Add Submodules Fuzz Target #1919

DaveLak · 2024-05-30T03:08:16Z

Fuzz Introspector heuristics suggest the Submodule API code represent "optimal analysis targets" that should yield a meaningful increase in code coverage. The changes here introduce a first pass at implementing a fuzz harness that cover the primary APIs/methods related to Submodules. Of particular interest to me is the Submodule.config_writer() coverage.

Please note however, there is likely plenty of room for improvement in this harness in terms of both code coverage as well as performance; the latter of which will see significant benefit from a well curated seed corpus of .gitmodules file like inputs. The ParsingError raised by the fuzzer without a good seed corpus hinders test efficacy significantly.

I have a draft PR up with a seed corpus here: gitpython-developers/qa-assets#5

Fuzz Introspector heuristics suggest the Submodule API code represent "optimal analysis targets" that should yield a meaningful increase in code coverage. The changes here introduce a first pass at implementing a fuzz harness that cover the primary APIs/methods related to Submodules. Of particular interest to me is the `Submodule.config_writer()` coverage. Please note however, there is likely plenty of room for improvement in this harness in terms of both code coverage as well as performance; the latter of which will see significant benefit from a well curated seed corpus of `.gitmodules` file like inputs. The `ParsingError` raised by the fuzzer without a good seed corpus hinders test efficacy significantly.

Byron

Thanks a lot for taking such great care!

Part of me thinks that the submodule implementation is so riddled with inaccuracies and and incorrectness that fuzzing it seems like a waste. The fuzzer can only try to find unexpected exceptions, and maybe that's a small win, but at what cost?

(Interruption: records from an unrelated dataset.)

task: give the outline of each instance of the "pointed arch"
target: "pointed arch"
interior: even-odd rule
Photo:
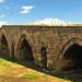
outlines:
[[[19,57],[21,60],[34,62],[32,47],[25,34],[23,34],[17,44]]]
[[[71,38],[61,49],[58,57],[58,65],[60,69],[82,69],[82,40],[79,38]]]
[[[0,54],[2,57],[9,57],[10,50],[9,50],[9,44],[5,38],[5,36],[2,34],[1,36],[1,50]]]
[[[42,66],[44,68],[47,68],[47,50],[46,47],[42,47],[40,49],[40,57],[42,57]]]
[[[68,40],[63,46],[62,46],[62,49],[60,50],[59,52],[59,56],[58,56],[58,59],[61,58],[66,50],[73,44],[78,44],[80,46],[82,46],[82,39],[80,38],[71,38],[70,40]]]

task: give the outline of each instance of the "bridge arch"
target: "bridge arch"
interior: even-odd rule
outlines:
[[[25,34],[21,35],[20,37],[20,40],[17,43],[17,51],[20,60],[34,62],[32,46]]]
[[[66,70],[82,69],[82,39],[71,38],[60,51],[59,68]]]
[[[40,59],[42,59],[42,67],[47,68],[47,49],[46,47],[42,47],[40,49]]]

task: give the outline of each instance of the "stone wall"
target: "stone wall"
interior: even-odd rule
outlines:
[[[32,48],[36,65],[43,66],[40,50],[45,47],[47,67],[51,70],[60,69],[63,54],[72,44],[82,45],[82,26],[3,25],[0,28],[0,42],[2,35],[7,39],[10,58],[16,60],[22,59],[19,46],[23,35]]]

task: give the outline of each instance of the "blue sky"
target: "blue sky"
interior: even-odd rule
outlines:
[[[82,23],[82,0],[0,0],[0,22],[26,24],[46,17]]]

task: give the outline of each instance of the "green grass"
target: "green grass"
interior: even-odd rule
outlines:
[[[37,73],[26,73],[23,74],[21,78],[28,79],[28,80],[37,80],[39,77]]]

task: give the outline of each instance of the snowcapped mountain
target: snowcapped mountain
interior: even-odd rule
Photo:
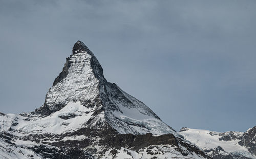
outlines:
[[[3,158],[210,158],[144,103],[108,82],[80,41],[42,106],[0,114],[0,139]]]
[[[182,128],[180,133],[214,158],[256,158],[256,126],[244,133]]]

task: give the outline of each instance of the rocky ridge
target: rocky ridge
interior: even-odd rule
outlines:
[[[182,128],[180,133],[214,158],[256,158],[256,126],[245,132]]]
[[[0,128],[4,158],[210,158],[142,102],[108,82],[80,41],[43,106],[0,114]]]

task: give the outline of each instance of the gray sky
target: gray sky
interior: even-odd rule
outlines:
[[[0,111],[42,105],[74,43],[161,119],[256,125],[255,1],[0,0]]]

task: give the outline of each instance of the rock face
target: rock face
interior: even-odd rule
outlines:
[[[30,113],[0,113],[0,158],[210,158],[108,82],[80,41],[43,106]]]
[[[182,128],[180,133],[214,158],[256,158],[256,126],[244,133]]]

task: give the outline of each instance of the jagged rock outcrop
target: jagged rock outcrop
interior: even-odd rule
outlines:
[[[182,128],[180,133],[216,159],[256,158],[256,126],[245,132]]]
[[[5,157],[16,149],[13,158],[210,158],[142,102],[108,82],[80,41],[42,106],[0,118]]]

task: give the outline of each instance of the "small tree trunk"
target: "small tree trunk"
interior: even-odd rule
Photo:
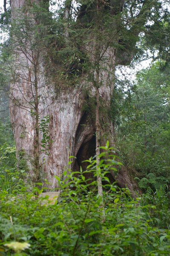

Part of that feeling also stems for the incredible sluggishness of Python in general, so any fuzzing feels wasteful. But that's besides the point I suppose, apologies for the ramblings.

DaveLak · 2024-05-30T20:04:23Z

Please don't apologize, and definitely do not hesitate to reject or push back on any of my PRs! (especially considering that my last few PRs came out of the blue without prior discussion about whether they're even wanted -- sorry about that 😅)

Part of me thinks that the submodule implementation is so riddled with inaccuracies and and incorrectness that fuzzing it seems like a waste. The fuzzer can only try to find unexpected exceptions, and maybe that's a small win, but at what cost?
Part of that feeling also stems for the incredible sluggishness of Python in general, so any fuzzing feels wasteful.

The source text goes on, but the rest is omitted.